Leftover heaven"Philadelphia Scrapple There is no breakfast food like. From what I understand, it orginated in Philly - meat markets looking for something to do with the leftover scraps. They were grinded and mashed together and grilled. Breakfast just isn't complete without a piece of scrapple." -Ron, New Castle, Del.

Nothing fishy"In Southern California, fish tacos are true beach food. Fish tacos reflect the marriage of two strong cultural influences in Southern California — the surfer culture and the cultural and culinary influence of Mexico, more specifically — Baja California. A fish taco is grilled or breaded fish (like Wahoo or Mahi Mahi), some shredded cabagge, some salsa or other sauce — all wrapped in a small corn tortilla. It is an amazing combination." -G. Gin, Costa Mesa, Calif.

Northern delights
"The Yooper pastie. Found primarily in the upper pennisula of Michigan, it can also be traced to the upper mitten of the state as well. It might be of French descent though, I'm not quite sure. There is no argument though as to whether or not it's delicious." -Joshua, Bay City, Mich.

Eggs-actly right
"Eggs Benedict from New York! Perfectly toasted English muffins, Canadian bacon, poached eggs, and hollandaise sauce.
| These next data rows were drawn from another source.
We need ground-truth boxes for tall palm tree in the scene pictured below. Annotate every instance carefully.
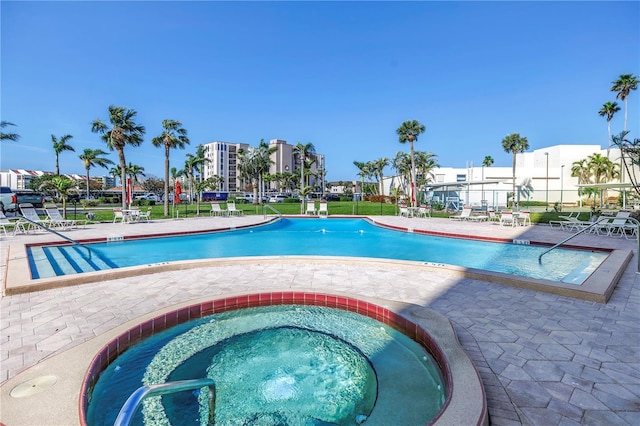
[482,155,493,200]
[79,148,113,198]
[396,120,425,207]
[502,133,529,206]
[371,157,389,195]
[91,105,145,209]
[127,162,147,189]
[598,101,620,158]
[293,142,316,195]
[151,120,190,216]
[0,121,20,142]
[611,74,638,132]
[51,135,75,175]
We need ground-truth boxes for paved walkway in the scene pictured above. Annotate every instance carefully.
[0,217,640,426]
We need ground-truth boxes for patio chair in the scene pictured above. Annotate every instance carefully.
[227,201,244,216]
[44,204,78,230]
[304,200,316,215]
[517,210,531,226]
[0,211,24,237]
[209,203,228,216]
[113,209,124,223]
[500,210,516,226]
[138,207,152,223]
[318,201,329,216]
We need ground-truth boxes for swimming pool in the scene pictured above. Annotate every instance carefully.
[28,218,608,285]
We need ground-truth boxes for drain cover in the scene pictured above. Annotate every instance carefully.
[10,374,58,398]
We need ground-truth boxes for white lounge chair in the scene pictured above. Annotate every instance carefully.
[209,203,228,216]
[318,201,329,216]
[500,211,516,226]
[227,201,244,216]
[304,200,316,215]
[138,207,152,222]
[44,204,78,230]
[0,211,24,237]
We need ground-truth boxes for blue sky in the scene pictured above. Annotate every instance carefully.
[0,0,640,180]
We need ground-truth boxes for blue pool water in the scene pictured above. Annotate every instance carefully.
[87,305,445,426]
[29,218,607,284]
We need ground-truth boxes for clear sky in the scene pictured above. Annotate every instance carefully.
[0,0,640,180]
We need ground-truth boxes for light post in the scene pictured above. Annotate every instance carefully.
[544,152,549,212]
[560,164,564,208]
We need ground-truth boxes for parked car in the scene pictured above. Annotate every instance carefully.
[15,189,44,208]
[0,186,18,213]
[322,194,340,201]
[269,194,287,203]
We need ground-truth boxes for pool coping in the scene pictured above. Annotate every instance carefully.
[0,289,488,426]
[2,216,633,303]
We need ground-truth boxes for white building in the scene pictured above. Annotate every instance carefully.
[384,145,640,208]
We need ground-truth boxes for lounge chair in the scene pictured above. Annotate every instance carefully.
[500,210,516,226]
[0,211,24,237]
[18,203,50,233]
[449,207,471,220]
[113,209,124,223]
[227,201,244,216]
[138,207,152,222]
[517,210,531,226]
[44,204,78,230]
[417,205,431,217]
[304,200,317,215]
[209,203,228,216]
[318,201,329,216]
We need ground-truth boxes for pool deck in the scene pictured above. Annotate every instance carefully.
[0,216,640,426]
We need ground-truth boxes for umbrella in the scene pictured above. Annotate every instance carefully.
[173,181,182,204]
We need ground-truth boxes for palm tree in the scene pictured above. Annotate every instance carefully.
[482,155,493,200]
[151,120,190,216]
[598,102,620,158]
[0,121,20,142]
[611,74,638,132]
[293,142,316,191]
[79,148,113,198]
[396,120,425,207]
[502,133,529,206]
[371,157,389,195]
[51,135,75,175]
[91,105,145,209]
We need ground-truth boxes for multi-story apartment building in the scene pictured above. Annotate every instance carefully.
[203,141,249,192]
[203,139,325,192]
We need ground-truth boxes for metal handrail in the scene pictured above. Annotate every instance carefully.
[113,379,216,426]
[20,216,91,259]
[262,204,282,218]
[538,217,640,273]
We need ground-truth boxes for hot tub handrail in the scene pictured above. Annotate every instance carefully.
[113,379,216,426]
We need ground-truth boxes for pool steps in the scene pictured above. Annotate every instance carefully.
[29,246,116,279]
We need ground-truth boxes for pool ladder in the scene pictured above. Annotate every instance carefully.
[538,217,640,274]
[113,379,216,426]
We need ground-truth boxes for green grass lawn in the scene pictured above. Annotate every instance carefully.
[67,201,589,223]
My god man! How could you overlook the king of all egg dishes?" -Carol, New York, N.Y. [The history of eggs Benedict , though both competing versions take place in New York. -Ed.]

Georgia on their mind"Georgia Pecan Pie, come on pecans, molasses, what could be better? Southern fried chicken, need I say more? Brunswick stew, pork,chicken,and beef all in a gloopy thick scrumptous stew (its better on a hotdog than chili)." -Jack, Monroe, Ga.

"Hey, I live in south Georgia — what ever happened to good ole southern fried chicken, pork chops, okra, catfish and yummy peach cobbler and banana pudding. Don't know what you are missing!" -Gail, Nicholls, Ga.

Pies of their eyes"Key Lime Pie (It should NOT have green food color.) 1. It is named after an American town. 2. It is universally liked and on many menus. 3. Many people like to make their own homemwde versions and take great pride in the recipe legacy. 4. The thought of eating a Key Lime pie will always bring a smile to your face. 5. You will always ask to have a bite of someone's Key Lime Pie if you have neglected to get a slice for yourself." -Bonnie, Pembroke Pines, Fla.

"Frito Pie — one of the best tasting dishes ever. Period. Fills you up and tastes best with some tabasco sauce, which itself should be nominated for an American culinary award." -Jon, Dallas, Texas

"Blackberry Pie from the Pacific Northwest (particulary Oregon). These are by far the best berries anywhere in the world and when I think of blackberries it makes my mouth water!!" -Susan, Chillicothe, Ohio

Some comments edited for length and clarity.